Our body needs discipline

Our body needs discipline and routine to give us back some freedom as energy, lightness and good mood.

With this worldwide lockdown situation,  we have lost our usual routine and suddenly everything is chaotic. With no warning and no control over it, work, school and social life we took for granted have metamorphosed into home-centred duties. Meal timing, sleep patterns and stress may have gone hectic and here is what happens:

  • Meal timing

If you mess up with your meal routine, you end up with food cravings, hunger just after a meal, poor energy levels and weight gain (or trouble losing weight). Because unusual food intake timing “alters satiety signals and reduces serum leptin levels”.

  • Sleep

Several hormones are dependent on the amount of sleep you get each night. If you sleep less than 5 hours your leptin decreases. If you sleep 8 hours your leptin increases.  Less sleep means more cravings and hunger. Be aware that more time at home often means less physical activity and late TV shows leading to poor sleep quality.

  • Stress

Without routine, worry knocks at the door of your brain and your stress hormones start to raise. With stress comes a de-synchronisation of your peripheral clocks and all its associated consequences: tiredness, sluggishness and stubborn weight.

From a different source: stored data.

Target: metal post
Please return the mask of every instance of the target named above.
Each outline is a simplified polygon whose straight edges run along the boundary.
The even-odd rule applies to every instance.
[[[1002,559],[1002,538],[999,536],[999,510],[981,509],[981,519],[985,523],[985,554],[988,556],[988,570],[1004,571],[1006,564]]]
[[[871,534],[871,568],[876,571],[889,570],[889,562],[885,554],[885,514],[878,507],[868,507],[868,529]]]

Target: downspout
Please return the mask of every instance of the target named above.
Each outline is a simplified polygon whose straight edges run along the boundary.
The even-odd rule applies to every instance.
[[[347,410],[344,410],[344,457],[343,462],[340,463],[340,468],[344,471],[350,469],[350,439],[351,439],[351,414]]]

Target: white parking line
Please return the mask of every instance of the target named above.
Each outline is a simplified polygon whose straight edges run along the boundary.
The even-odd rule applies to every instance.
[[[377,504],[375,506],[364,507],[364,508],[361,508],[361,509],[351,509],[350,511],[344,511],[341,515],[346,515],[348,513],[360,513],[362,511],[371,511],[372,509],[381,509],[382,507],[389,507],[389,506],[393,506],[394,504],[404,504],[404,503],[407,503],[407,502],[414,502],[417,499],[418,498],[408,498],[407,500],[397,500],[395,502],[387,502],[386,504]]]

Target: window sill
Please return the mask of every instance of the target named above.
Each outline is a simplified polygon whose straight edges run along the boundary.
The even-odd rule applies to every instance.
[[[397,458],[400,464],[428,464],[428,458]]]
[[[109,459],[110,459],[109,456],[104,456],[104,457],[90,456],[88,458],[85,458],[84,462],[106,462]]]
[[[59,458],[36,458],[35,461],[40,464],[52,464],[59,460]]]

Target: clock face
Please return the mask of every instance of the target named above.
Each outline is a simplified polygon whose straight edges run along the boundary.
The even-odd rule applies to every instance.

The good news is we do control the care and attention we give to our body and mind through Food, Fast and Mindfulness. And the way to keep consistent with it is to create a routine.

The power of experience

Being more at home is a great time to observe your own habits, to discover and experience your personal natural rhythms. I encourage you to sit back, reflect and observe how many external circumstances condition your internal life, and your dietary choices. Do you use food as a safety gear in your life? These three questions will help you start.

  • Do you end up with a coffee latte with 2 sugars at 10 am to dampen your hunger and kick your energy up after skipping breakfast? Would your natural rhythm requires a break-the-fast at 10 am? What is your best eating window? Try it now.
  • Reflect on your last two hours before going to bed. Is there music and lavender essential oil or a war movie, with a beer and some chocolate? Remember also that you build your sleep during the day and quality sleep is non-negotiable for optimal health.
  • Did you forget your agenda at work? Every time you have to make a decision, you are adding stress to your life. Setting a new routine is the best way to be back in control, so you lessen your stress levels.

The discipline of setting a routine helps us to create a structure that gives meaning and reassurance into our lives. “Although you may not be able to control much of the wider world, you can control your connection to your body and to the earth”. Think about the Fasting Lifestyle that would serve your Body, Mind and Soul the best: it all starts with routine and agenda!

In this time of world chaos, we need more routine than ever.

This blog is meant to educate and should not be used as a substitute for personal medical or psychological advice. The reader should consult his or her physician or clinician for specific information concerning specific medical conditions. All reasonable efforts have been made to ensure the information presented is accurate, however, new findings may supersede some information presented. As every single individual circumstances will be different, no individual results should be seen as typical.